Embrace other cultures

Embrace other Cultures Modern Belle LifeI am not going to lie, I’m not the most PC person in the world. I’m polite, but not politically correct.  I try to follow Thumper’s mom’s advice, “If you can’t say anything nice, then don’t say anything at all.” That means I spend a lot of time quietly listening and biting my tongue in order not to offend others.  Society, in general, has gotten so comfortable with judgments that we now write them off as observations and do not consider how it might be taken by those around us.

After a recent trip to Japan, I realized that some people seem incapable of embracing an experience and would rather judge and compare the culture they are visiting with their own comfort zone. Instead of taking in the experience and learning from it, we instead had a constant volley of comments and jokes and sarcasm (and that’s coming from the queen of sarcasm!!), so much so that it was off-putting.
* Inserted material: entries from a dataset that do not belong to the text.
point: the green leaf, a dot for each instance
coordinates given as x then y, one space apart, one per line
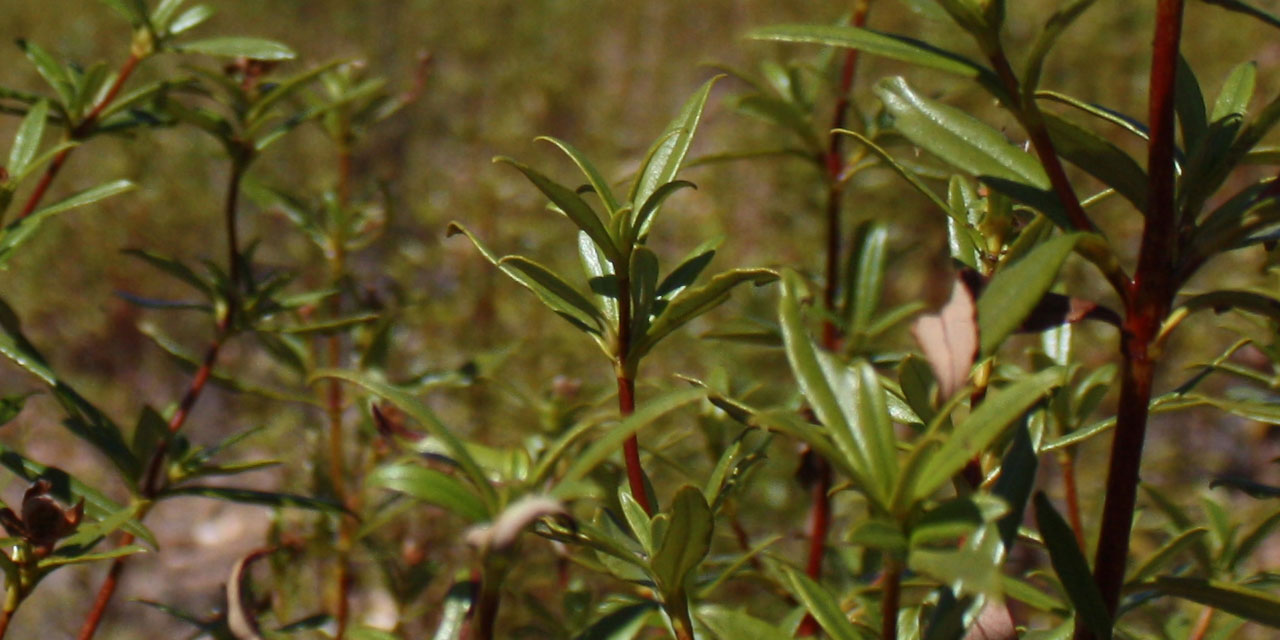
1235 599
914 181
983 426
188 19
666 156
848 401
1072 568
865 275
737 625
685 544
1189 105
650 206
611 443
887 45
430 487
119 552
1045 41
1166 553
958 137
22 229
255 49
455 608
690 268
1018 288
10 406
69 490
1247 9
593 176
621 624
255 497
822 606
693 302
55 74
26 142
1237 91
425 417
1100 159
551 288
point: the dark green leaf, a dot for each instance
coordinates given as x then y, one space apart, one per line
822 606
685 544
1015 291
549 288
10 406
1165 554
736 625
255 497
430 487
690 268
255 49
693 302
887 45
1238 600
635 231
983 426
1247 9
1100 159
1072 568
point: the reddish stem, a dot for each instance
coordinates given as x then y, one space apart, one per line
81 129
1146 307
631 448
1073 497
891 595
833 164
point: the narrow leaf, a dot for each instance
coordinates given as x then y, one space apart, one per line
822 606
254 49
667 155
425 417
26 144
958 137
1235 599
1016 289
574 206
983 426
1072 568
430 487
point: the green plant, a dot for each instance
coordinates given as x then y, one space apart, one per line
935 507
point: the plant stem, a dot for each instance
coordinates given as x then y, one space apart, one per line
334 400
891 595
1146 307
1066 460
81 129
833 165
627 396
150 487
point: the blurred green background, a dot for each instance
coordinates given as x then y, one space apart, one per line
603 74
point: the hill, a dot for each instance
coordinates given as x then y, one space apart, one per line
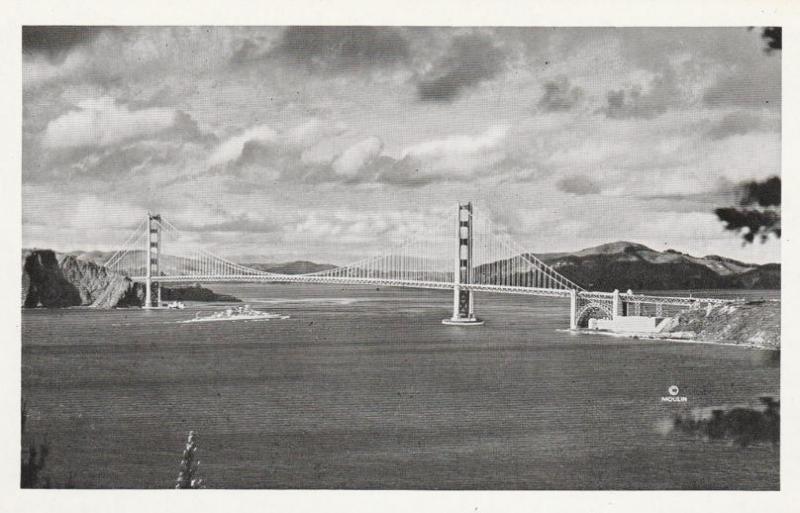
627 265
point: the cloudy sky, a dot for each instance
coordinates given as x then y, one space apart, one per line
322 143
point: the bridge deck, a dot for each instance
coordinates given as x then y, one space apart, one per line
501 289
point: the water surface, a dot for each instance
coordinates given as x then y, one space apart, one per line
365 388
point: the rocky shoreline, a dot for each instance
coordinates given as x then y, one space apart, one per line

The best part of going to other places is learning from the culture. I can’t say that I have enjoyed every bit of every place I’ve gone.  Usually, the foods are WAY outside my meat and potatoes comfort zone. The flavor profiles and the almost constant use of fish over beef and poultry are enough to nearly push me over the edge 7 days into an 11-day trip. Not being able to have a normal conversation with someone – like room service or the front desk at the hotel – is really difficult.  I ordered room service 3 separate occasions in Japan and not once was I sure that I was getting what I wanted until after they showed up at my door.

While having a guide for Fukuoka take us to shrines, temples, and restaurants, my traveling companions made fun of the experiences.  Making snide remarks incessantly.  It was very awkward.  I can’t imagine they would have made those comments in front of others in the U.S. like that, but somehow it ended up happening there and being okay.

Learning through comparisons is only natural but be careful not to become a judge-y douche.  Embrace other cultures, the change, and the differences. It might be your only opportunity to ever experience that country & culture.  Don’t spend the whole time talking about home instead of making memories.



Random Musings #anything Goes


6 comments on “Embrace other cultures

  1. What a lovely post. I do sometimes wonder why people bother visiting other countries if they can’t let themselves go a bit and embrace something new. I found Google Translate a fab tool in my armoury when I visited Turkey this year. I’ve not checked if it did Japanese.
    I hope you had a great time.


    • I know the part that takes pictures of text and interprets is hit or miss. That’s all I tried with it. G. Translate did work really well in Paris though! Glad to hear it works in other countries. I’ll have to keep it on the phone for future trips. Thanks for stopping by MrsM!

  2. I couldn’t agree more! I can’t understand people who spend a fortune on the trip of a lifetime and spend it bitching and complaining that its different to home. That’s kind of the point! If people were less quick to judge and embraced local tradition rather than mocking it, they might even learn something.
    I must admit though that in one country I visited, I gave in around day 5 and went to McDonalds just so I could eat something I recognised. It wasn’t that the local food was bad, it was just very different and my stomach was starting to object lol 🙂
    Thanks for linking up to #AnythingGoes

    • Totally agreed Debbie! It was so frustrating listening to all the complaints! I eat some American style foods while I’m traveling as well. But I tr to never turn down a local meal, despite the fact that it’s rarely anything that I would eat in the States.

      Thanks for stopping by!!

  3. A very interesting post. Totally agree with you and, of course, we all forget ourselves sometimes. However, it’s always a nuisance to have to swerve your fellow travellers when they start to behave badly. I guess this happens a lot in Europe, one can generally spot them a mile off, generally at the departure airport. Can’t imagine why anyone would want to go to Japan if they aren’t going to embrace the local culture or at least give it a go! Nice to meet you at #AnythingGoes

    • Oh, tourists are the worst, and I’m guilty of a few of the common sins, like focusing too much on pictures and not on the experience. I am working on that one. It was a work trip, so granted it wasn’t like they selected to go to Japan. Just goes to show that people have different ways of dealing I suppose – I will try to make the best of anything while some go into a shut down mode instead.

      Thanks for stopping by Nicky! Hope to see you around again!